# my toes(tip-toe) hurt



## legallyillegal (Oct 6, 2008)

cut your nails


----------



## jmacphee9 (Nov 11, 2008)

legallyillegal said:


> cut your nails


:laugh::laugh::laugh:
that is very possibly true though..


----------



## darkninja (Jan 17, 2009)

Sounds to be like your bindings might be at fault. If you have your toe strap cracked down to the max it could be crushing your toes and preventing proper circulation. This would definitely cause your little toes to hurt.


----------



## Guest (Feb 12, 2009)

This is certainly caused by circulation issues. That means there is some force being applied around your toes. It could be either something in your boot or the bindings as someone pointed out earlier. 

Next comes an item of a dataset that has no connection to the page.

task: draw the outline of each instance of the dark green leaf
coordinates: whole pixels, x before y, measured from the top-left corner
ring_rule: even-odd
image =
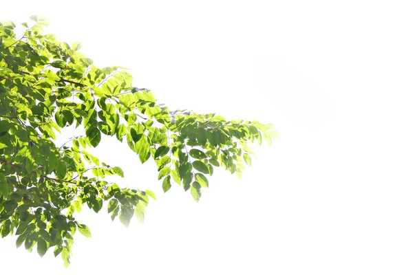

I have had a similar problem with my old, old step-in boots. I pin-pointed the problem being with the actual tongue of the boot. As I would push my foot into the boot, the tongue would become cramped around the toe of the boot. I would push my heel down and lace up with the tongue just pushing down like that. I didn't feel much until I was out riding for a bit. I rectified this by making sure I pulled the tongue up and out so that it would lie flat over my foot. This may not be your issue, but I would suspect something like that. Your boots could just be too small, but the heat molding would have addressed that to some extent.


----------



## RidePowder (Oct 30, 2008)

or you could loosen up your bindings a little, wear some thick socks and keep your boots a little bit looser. if your tightening it down so much that your toes are cold. also the boots might be too small


----------



## mag⋅net⋅ism (Oct 26, 2008)

I think you should make sure that your heel is as far back in the boot as it could go, and totally locked in. If you're shifting forward while you're riding toeside, that would explain the added pressure. I don't think I'd recommend loosening stuff (heel lift can be way more painful than numb toes when you strain the muscles around your ankle) and I think you should wear thinner socks that are specially designed to promote circulation.


----------



## Um...? (Jan 22, 2009)

RidePowder said:


> or you could loosen up your bindings a little, wear some thick socks and keep your boots a little bit looser. if your tightening it down so much that your toes are cold. also the boots might be too small


^^^^ this.


----------